Als es im Seminar darum ging, sich Gedanken zu machen, welche Themen uns interessieren würde, war uns Vieren unabhängig voneinander klar, dass wir etwas zum Thema Obdachlosigkeit machen wollen. Trotz unterschiedlicher Beweggründe und verschiedenen Zugängen zu dieser Thematik sind wir uns doch sehr einig: wir wollen denjenigen, die sonst nicht gehört werden, eine Stimme geben, sie ihre Geschichte erzählen lassen. 

Worin wir uns ebenfalls einig waren, ist, dass uns unser Zuhause viel bedeutet und wir herausfinden wollen, wie es sich anfühlt, wenn man keinen privaten Rückzugsort hat, keine eigenen vier Wände, kein Zuhause. 

In Deutschland leben Schätzungen zu folge 48.000 Obdachlose. Wie kann es sein, dass so viele Menschen kein Zuhause haben?
In unserer (Home) Story soll es vor allem um das komplexe Thema Zuhause gehen, aber auch darum, wie es ist, keines zu haben. Vor allem seit Beginn der Corona-Pandemie hat sich die Bedeutung des eigenen Zuhauses noch weiter verstärkt. Während draußen die Gefahr besteht, sich mit dem Virus zu infizieren, sind wir Zuhause sicher. Neben den sogenannten AHA-Regeln etablierten sich schnell die Leitsätze der Pandemie: Bleibt zu Hause oder Stay at Home. 

Wie schwierig ist die Lage der Obdachlosen während der Pandemie, wenn Sicherheit bedeutet, Zuhause zu bleiben, Abstand zu halten, Kontakte zu vermeiden und sich die Hände zu waschen? Die Realität eines Obdachlosen ist schwer mit diesen Maßnahmen zu vereinbaren.

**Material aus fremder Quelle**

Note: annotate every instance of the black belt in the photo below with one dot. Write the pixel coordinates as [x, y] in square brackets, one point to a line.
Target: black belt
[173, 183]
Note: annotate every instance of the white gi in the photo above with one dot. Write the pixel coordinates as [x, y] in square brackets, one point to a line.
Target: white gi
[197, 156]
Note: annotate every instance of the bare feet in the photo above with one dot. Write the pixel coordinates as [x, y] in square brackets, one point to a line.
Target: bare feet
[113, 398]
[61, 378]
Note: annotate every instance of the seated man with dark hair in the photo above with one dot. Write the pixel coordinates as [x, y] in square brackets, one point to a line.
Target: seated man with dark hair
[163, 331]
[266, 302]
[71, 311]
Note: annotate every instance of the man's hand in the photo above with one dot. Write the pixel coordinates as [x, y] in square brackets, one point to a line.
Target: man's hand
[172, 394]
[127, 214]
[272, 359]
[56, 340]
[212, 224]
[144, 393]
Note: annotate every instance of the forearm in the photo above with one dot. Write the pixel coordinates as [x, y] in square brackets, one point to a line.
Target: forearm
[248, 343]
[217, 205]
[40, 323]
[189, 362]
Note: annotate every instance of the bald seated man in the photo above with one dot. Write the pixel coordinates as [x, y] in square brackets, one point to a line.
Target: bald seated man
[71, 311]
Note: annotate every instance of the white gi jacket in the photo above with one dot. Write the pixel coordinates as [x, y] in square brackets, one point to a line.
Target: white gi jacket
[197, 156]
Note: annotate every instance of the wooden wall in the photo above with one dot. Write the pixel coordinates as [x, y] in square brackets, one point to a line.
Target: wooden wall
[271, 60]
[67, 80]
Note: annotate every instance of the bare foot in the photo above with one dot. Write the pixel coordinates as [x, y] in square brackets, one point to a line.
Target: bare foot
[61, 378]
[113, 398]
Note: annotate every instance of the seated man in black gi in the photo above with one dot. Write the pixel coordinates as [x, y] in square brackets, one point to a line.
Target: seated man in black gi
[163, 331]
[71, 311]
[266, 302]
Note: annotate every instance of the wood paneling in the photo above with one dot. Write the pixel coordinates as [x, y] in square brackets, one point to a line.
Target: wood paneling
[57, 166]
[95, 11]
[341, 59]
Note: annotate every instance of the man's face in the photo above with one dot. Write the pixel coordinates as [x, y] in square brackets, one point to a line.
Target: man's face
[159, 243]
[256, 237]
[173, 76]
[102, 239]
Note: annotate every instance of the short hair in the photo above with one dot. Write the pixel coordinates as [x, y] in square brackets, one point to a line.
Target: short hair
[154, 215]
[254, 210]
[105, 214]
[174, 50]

Neben den grundlegenden Themen Zuhause und kein Zuhause während der Pandemie möchten wir auf das Schicksal der Obdachlosen aufmerksam machen. In unserem Alltag fehlt uns oft der Blick für das Leid, was um uns herum passiert. Alltags-Stress und neue Herausforderungen, die mit dem Lockdown und dem grassierenden Virus einhergehen, machen uns blind für die noch viel aussichtslosere Lage derer, die ihre Tage derzeit auf der Straße verbringen müssen, irgendwo zwischen Infektionsrisiko und Kältetod. 

Aus diesen Themenschwerpunkten ergeben sich für uns die Fragestellungen: Wie fühlt es sich an, obdachlos zu sein, während die Bevölkerung dazu angehalten wird, Zuhause zu bleiben?

Um unseren Fragestellungen auf den Grund zu gehen, wollen wir vor allem Gespräche mit den Betroffenen führen.
Als erstes haben wir Obdachlose in Bremen angesprochen, ob sie bereit wären, mit uns über ihre Situation zu sprechen. Die Resonanz dazu war sehr positiv. Wir haben Termine vereinbart, um ausreichend Zeit für die Gespräche zu haben. Um unser übergeordnetes Thema nicht aus den Augen zu verlieren, haben wir vor den Gesprächen einen Leitfaden mit verschiedenen Fragen erstellt, der dazu dienen soll, das Gespräch zu strukturieren. 

Neben den Gesprächen würden wir gerne ein Video eines Gespräches drehen und eine Fotostory erstellen, die das Leid der Obdachlosen zum einen auditiv und zum anderen visuell darstellen soll. 

Unser Erkenntnisinteresse besteht darin, zu erfahren, wie es Obdachlosen aktuell geht. Wie es sich anfühlt, auf der Straße zu leben und welche Hilfsangebote zur Verfügung stehen. Wir wollen ein Verständnis davon bekommen, wie Menschen die derzeitige Pandemie Situation sehen, deren wirtschaftliches Interesse eher gering ist. Wir wollen erfahren, ob Obdachlose Angst haben, sich mit dem Virus zu infizieren, da es für sie nicht die Sicherheit des eignen Zuhauses gibt. 

Unser Ziel ist es, Obdachlosen eine Stimme zu geben. Sie erzählen zu lassen und auf ihre Situation aufmerksam zu machen. In Gesprächen möchten wir mehr von Einzelschicksalen erfahren und diese dann umfassend erzählen und darstellen. Wir wollen eine Plattform schaffen, auf der es im Rahmen der Themen Zuhause und Corona-Pandemie um eine Vielzahl Menschen geht, denen ein Privileg, welches uns allen zusteht, nicht zuteil wird: ein Zuhause zu haben.